Pas exactement. L’or a affiché une tendance haussière plus marquée et durable pendant ce conflit, tandis que le Bitcoin a d’abord suivi les autres actifs risqués avant de s’installer dans une phase latérale indépendante. Les moteurs de prix du Bitcoin sont davantage liés à l’évitement des contrôles de capitaux et à la réallocation des flux entre marchés.
Q2 : La hausse du prix du pétrole augmente-t-elle directement les coûts de minage du Bitcoin ?
La relation est indirecte. Une hausse du pétrole renchérit les coûts énergétiques mondiaux, mais les dépenses de minage du Bitcoin dépendent avant tout du tarif local de l’électricité là où les opérations sont implantées. Les mineurs peuvent compenser en partie la hausse des coûts énergétiques en redéployant leur puissance de calcul vers des régions où l’électricité est moins chère.
Q3 : Quelle est l’efficacité des crypto-actifs comme outils de valeur refuge en période de conflit géopolitique ?
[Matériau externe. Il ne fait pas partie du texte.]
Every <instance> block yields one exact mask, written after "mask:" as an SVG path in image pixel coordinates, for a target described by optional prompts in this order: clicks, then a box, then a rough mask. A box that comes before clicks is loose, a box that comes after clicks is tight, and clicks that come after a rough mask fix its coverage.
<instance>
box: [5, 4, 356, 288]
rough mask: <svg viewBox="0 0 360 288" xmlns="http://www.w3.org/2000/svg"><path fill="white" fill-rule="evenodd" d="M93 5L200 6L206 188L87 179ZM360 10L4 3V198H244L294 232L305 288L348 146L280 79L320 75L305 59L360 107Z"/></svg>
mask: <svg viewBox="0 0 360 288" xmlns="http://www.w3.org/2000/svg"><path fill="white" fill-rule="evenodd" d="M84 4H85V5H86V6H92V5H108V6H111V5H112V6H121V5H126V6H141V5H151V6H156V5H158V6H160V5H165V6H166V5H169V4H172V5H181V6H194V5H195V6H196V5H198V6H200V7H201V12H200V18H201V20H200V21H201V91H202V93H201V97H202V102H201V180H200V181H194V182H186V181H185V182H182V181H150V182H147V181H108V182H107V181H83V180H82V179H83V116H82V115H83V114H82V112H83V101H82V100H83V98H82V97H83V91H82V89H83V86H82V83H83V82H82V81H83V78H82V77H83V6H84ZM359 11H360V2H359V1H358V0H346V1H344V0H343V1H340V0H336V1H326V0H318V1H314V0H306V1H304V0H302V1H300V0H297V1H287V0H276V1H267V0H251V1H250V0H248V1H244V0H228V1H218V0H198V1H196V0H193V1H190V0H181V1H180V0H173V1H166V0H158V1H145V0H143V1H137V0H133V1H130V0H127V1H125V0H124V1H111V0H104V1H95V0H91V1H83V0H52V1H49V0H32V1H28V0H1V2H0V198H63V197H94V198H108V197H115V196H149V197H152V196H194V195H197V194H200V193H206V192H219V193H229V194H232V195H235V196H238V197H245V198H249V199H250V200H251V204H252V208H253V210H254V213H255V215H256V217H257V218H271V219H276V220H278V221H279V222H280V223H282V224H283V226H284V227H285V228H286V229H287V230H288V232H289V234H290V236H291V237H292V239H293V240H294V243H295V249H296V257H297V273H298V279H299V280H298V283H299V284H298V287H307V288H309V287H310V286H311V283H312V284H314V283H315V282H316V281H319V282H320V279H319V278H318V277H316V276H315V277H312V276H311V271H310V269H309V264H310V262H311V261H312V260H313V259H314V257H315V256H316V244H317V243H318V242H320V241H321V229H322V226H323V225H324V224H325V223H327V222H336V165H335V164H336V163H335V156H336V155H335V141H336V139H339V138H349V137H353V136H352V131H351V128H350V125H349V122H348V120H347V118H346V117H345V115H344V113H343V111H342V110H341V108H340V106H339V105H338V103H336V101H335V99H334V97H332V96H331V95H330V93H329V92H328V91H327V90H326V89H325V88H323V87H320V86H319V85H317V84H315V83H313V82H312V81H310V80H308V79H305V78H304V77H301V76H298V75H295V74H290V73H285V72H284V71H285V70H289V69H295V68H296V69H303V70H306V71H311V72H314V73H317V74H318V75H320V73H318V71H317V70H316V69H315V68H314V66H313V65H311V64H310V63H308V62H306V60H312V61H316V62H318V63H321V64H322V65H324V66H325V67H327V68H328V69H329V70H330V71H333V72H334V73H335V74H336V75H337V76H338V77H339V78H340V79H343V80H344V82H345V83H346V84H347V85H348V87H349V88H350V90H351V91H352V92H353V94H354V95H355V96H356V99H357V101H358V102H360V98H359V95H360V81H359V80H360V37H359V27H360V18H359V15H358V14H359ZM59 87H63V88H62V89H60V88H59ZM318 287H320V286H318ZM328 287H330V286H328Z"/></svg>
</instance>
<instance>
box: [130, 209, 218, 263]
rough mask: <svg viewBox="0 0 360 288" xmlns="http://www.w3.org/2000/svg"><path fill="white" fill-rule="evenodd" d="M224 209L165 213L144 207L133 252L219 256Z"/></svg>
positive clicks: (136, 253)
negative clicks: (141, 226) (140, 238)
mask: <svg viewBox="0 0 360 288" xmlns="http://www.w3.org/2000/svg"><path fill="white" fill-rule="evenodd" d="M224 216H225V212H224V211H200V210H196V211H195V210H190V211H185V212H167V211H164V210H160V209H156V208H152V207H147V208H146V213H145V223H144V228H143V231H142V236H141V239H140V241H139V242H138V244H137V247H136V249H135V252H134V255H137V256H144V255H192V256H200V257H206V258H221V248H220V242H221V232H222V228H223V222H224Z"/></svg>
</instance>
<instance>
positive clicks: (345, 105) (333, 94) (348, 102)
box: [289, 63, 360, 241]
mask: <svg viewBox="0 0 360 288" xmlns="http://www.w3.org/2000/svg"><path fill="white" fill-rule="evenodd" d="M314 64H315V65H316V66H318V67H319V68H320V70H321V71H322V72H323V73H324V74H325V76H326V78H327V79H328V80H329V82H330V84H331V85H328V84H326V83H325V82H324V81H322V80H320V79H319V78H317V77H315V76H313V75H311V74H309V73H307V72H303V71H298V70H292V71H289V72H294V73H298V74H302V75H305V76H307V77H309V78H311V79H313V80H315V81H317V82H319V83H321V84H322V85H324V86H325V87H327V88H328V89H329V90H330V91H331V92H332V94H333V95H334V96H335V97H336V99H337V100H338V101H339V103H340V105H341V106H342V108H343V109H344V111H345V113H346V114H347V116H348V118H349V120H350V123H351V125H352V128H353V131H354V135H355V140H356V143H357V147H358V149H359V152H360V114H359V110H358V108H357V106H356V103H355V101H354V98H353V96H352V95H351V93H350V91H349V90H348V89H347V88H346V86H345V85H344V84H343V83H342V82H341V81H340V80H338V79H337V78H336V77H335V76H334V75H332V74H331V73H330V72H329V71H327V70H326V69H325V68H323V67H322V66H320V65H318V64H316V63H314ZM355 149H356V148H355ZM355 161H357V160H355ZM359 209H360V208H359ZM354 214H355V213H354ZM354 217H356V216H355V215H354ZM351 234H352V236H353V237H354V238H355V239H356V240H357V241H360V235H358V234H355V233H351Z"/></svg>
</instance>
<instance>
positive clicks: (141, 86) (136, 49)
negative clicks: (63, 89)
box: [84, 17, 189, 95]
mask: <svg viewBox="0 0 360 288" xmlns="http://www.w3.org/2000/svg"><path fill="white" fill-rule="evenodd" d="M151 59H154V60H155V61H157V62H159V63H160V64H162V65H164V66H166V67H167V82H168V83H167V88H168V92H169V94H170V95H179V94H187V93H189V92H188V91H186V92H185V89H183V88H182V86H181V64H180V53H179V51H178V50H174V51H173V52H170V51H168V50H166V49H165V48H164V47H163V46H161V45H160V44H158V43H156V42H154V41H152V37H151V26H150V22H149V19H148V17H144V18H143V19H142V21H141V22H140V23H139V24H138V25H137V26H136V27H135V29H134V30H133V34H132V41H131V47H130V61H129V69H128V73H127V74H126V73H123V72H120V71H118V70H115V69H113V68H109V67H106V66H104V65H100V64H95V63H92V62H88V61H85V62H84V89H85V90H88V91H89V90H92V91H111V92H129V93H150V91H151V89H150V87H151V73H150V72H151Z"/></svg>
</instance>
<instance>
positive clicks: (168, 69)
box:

L’efficacité dépend de la définition de « valeur refuge ». S’il s’agit de couvrir le risque du système monétaire ou d’éviter les contrôles de capitaux, le Bitcoin a démontré une utilité claire dans certaines régions. S’il s’agit de stabilité absolue du prix, les crypto-actifs restent plus volatils que l’or. Les investisseurs doivent choisir leurs outils en fonction de leur propre profil de risque.
Q4 : Si la situation de guerre s’apaise, le Bitcoin perd-il ses soutiens ?
Les facteurs de soutien du Bitcoin ne dépendent plus d’un unique événement géopolitique. Les anticipations de liquidité macro, les avancées réglementaires, le développement de l’écosystème on-chain et l’allocation institutionnelle contribuent tous à sa base de valorisation. L’évolution du conflit n’affecte que certaines variables et ne suffit pas à modifier fondamentalement la trajectoire du marché à moyen ou long terme.